President Biden promised to take bold action on climate change. Through the historic steps taken to implement three landmark pieces of recent legislation – the CHIPS and Science Act, the Bipartisan Infrastructure Law, and the Inflation Reduction Act, the President’s leadership has put us on a credible course to deliver on the promise of a net zero economy by 2050.
Thanks to this Administration’s clean energy and climate agenda, last year marked the largest deployment of solar, wind, and batteries in United States history, and our nation is now a magnet for investment in clean energy manufacturing.
Over the last two years, the private sector has committed over $100 billion in new private capital to make electric vehicles and batteries in the United States. We have made historic investments in clean hydrogen, nuclear, and other cutting-edge technologies. And companies are investing billions more to grow a new domestic offshore wind industry.
While other elements of the energy transition often get more airtime, I know that the folks in this room are confident in the byline of this story: hydrogen is emerging as a central player in the fight against climate change for its potential to complement electrification in decarbonizing our economy.
The challenge to deploy hydrogen infrastructure is one that will require the focus and attention of everyone in this room. The prize of a fully developed hydrogen economy is unmistakable, and historians may well look back upon the hydrogen infrastructure that we build in the coming years with the same reverence given prior renowned public works projects, such as the national interstate highway system and as a pivotal contribution to our ambitious climate agenda.
This hydrogen wave is the result of decades of investment in research and effort from pioneers in the industry – investments funded in large part via public resources. Commerce’s International Trade Administration, or ITA, realizes the increasingly important role it has in supporting the development of private industry entering “first” or nascent commercial markets.
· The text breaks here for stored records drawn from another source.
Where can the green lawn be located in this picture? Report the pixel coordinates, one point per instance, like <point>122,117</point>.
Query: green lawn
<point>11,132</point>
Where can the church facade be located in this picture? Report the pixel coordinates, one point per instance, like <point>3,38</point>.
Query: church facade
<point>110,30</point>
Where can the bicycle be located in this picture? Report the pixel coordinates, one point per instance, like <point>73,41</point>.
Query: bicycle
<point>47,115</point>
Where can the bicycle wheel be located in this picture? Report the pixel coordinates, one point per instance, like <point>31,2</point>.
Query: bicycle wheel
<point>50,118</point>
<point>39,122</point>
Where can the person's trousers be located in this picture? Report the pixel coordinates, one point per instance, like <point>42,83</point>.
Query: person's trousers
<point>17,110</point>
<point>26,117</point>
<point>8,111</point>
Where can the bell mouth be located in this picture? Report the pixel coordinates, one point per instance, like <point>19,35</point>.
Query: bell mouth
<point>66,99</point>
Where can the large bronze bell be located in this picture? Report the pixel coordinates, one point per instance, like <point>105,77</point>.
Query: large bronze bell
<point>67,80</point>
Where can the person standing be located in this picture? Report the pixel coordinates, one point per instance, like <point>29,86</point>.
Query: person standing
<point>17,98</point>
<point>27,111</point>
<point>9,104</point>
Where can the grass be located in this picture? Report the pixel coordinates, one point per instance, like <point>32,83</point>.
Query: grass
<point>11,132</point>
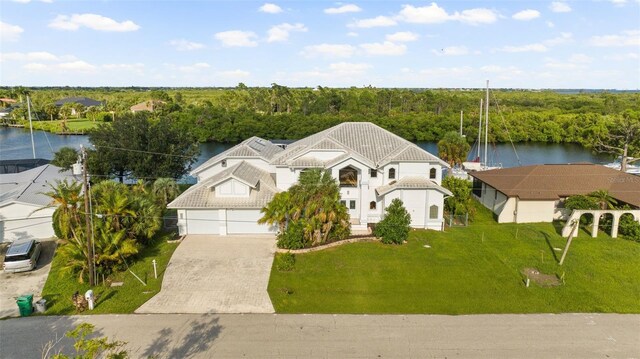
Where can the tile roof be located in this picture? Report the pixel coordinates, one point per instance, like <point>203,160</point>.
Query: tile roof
<point>29,186</point>
<point>551,182</point>
<point>412,182</point>
<point>251,147</point>
<point>369,141</point>
<point>202,195</point>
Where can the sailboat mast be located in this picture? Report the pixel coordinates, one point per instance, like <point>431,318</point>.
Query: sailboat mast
<point>33,145</point>
<point>480,132</point>
<point>486,129</point>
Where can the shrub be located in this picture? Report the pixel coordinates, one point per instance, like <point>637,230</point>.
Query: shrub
<point>285,262</point>
<point>395,227</point>
<point>293,237</point>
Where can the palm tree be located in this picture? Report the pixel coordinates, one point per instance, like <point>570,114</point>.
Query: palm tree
<point>66,198</point>
<point>603,198</point>
<point>165,190</point>
<point>278,212</point>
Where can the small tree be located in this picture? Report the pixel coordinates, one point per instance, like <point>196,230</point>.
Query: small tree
<point>65,157</point>
<point>395,227</point>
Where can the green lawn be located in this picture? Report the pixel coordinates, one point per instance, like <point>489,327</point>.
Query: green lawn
<point>61,285</point>
<point>74,125</point>
<point>467,270</point>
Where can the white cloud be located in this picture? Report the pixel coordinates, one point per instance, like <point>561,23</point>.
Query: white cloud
<point>452,51</point>
<point>432,14</point>
<point>195,67</point>
<point>564,38</point>
<point>29,56</point>
<point>185,45</point>
<point>558,6</point>
<point>379,21</point>
<point>234,73</point>
<point>236,38</point>
<point>526,15</point>
<point>10,32</point>
<point>270,8</point>
<point>386,48</point>
<point>476,16</point>
<point>625,38</point>
<point>343,9</point>
<point>80,66</point>
<point>281,32</point>
<point>402,36</point>
<point>329,50</point>
<point>525,48</point>
<point>91,21</point>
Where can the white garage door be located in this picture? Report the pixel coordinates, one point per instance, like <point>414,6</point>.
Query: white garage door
<point>245,221</point>
<point>203,222</point>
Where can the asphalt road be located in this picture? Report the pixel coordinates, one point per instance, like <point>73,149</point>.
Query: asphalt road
<point>341,336</point>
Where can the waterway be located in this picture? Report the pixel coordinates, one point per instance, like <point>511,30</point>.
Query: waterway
<point>15,143</point>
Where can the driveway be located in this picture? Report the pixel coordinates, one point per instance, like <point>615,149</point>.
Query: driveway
<point>16,284</point>
<point>216,274</point>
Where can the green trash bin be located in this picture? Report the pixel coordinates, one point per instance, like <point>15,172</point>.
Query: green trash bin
<point>25,304</point>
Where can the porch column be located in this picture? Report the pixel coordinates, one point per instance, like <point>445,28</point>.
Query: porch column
<point>614,227</point>
<point>596,222</point>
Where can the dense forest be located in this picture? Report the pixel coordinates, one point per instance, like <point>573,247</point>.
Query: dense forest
<point>279,112</point>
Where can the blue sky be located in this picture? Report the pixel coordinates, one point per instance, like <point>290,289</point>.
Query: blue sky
<point>523,44</point>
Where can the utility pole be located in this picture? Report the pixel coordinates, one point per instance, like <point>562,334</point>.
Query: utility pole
<point>87,214</point>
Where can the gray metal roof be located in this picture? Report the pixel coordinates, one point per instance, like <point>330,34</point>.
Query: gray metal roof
<point>412,182</point>
<point>249,148</point>
<point>29,186</point>
<point>369,141</point>
<point>202,195</point>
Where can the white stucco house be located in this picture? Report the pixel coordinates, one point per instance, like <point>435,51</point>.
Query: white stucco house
<point>22,200</point>
<point>536,193</point>
<point>372,165</point>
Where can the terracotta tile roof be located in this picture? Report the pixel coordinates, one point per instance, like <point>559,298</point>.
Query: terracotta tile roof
<point>551,182</point>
To advance the Administration’s climate and trade agenda, ITA focuses on four strategic objectives:
Our first objective is to promote U.S. exports and inward investment and help States including California create well-paying jobs.
ITA brings all of its resources to bear to support American manufacturers and help American workers lead the global market in the production of climate-related technologies and low-carbon solutions. Through a wide array of well-targeted export promotion programs, including business development missions, trade shows, and matchmaking events, ITA helps connect U.S. companies with international buyers and partners looking for cutting-edge climate solutions and facilitates business investment into the United States.
Our second objective is to remove, reduce, and prevent trade barriers.
Through its commercial diplomacy efforts, ITA promotes policies in foreign markets to enable trade and investment in climate related technologies and low carbon solutions. This includes reducing or eliminating tariffs maintained by our trading partners, advocating for a transparent and predictable regulatory climate, supporting intellectual property rights protection and enforcement, and seeking the adoption and implementation of strong, industry-led standards. These policies not only facilitate greater market access for U.S. firms, but also ensure a conducive business climate for local businesses and help nations better integrate into global supply chains.
Our third objective is to enforce trade laws and agreements.
ITA’s enforcement and compliance efforts help eliminate harmful foreign government-imposed trade barriers and keep foreign markets open and accessible to U.S. exports and investments while ensuring that our trading partners live up to their commitments to maintain robust environmental protections, as per the terms of U.S. trade agreements.
Our fourth objective is to support U.S. companies competing for foreign projects.
ITA advocates on behalf of U.S. exporters of low-carbon solutions competing in foreign government tenders and encourages fair and transparent procurement practices to level the playing field for U.S. companies. These efforts support hundreds of thousands of U.S. jobs.
For all these objectives, ITA leverages U.S. industry input to inform climate priorities and workstreams.
At the heart of our roadmap to help tackle the climate challenge and our mission of supporting U.S. businesses and workers through exports, is the U.S. Clean Tech Export Competitiveness Strategy.
Through this initiative, ITA is working to enhance our support for exporters of clean energy technologies by developing targeted trade missions, strengthening international clean tech standards, attracting foreign direct investment to grow domestic manufacturing capacities, and aligning commercial dialogues with our trading partners to maximize new commercial prospects for U.S. companies.
As a result of this work, over the past year ITA has organized more than 170 events focused on reaching and promoting U.S. clean tech exporters. Our export promotion and advocacy efforts have facilitated U.S. company participation in more than $3.2 billion dollars in climate and clean tech projects abroad.
Fortunately, the United States currently has a large degree of independence in terms of hydrogen supply chains.
However, we expect our interdependence with other regions to grow as this industry scales in the years to come, making the work I just described even more important.
Clearly there is a vital task at hand to promote a fair, rules-based system for international trade to help ensure that the hydrogen industry can scale up as efficiently as possible.
This task is not at all trivial. It comes down to the need to construct and support an infrastructure for the global commoditization of clean hydrogen. There’s room for all on this project.
And entrepreneurs such as yourselves need to continue to identify the opportunities to take hydrogen technologies to scale.
The hydrogen industry is unfolding before our eyes. I congratulate each of you for recognizing the opportunity to invest, to innovate, and to create new jobs and new opportunity.
Together, we can build a cleaner, more sustainable, and more prosperous future for all.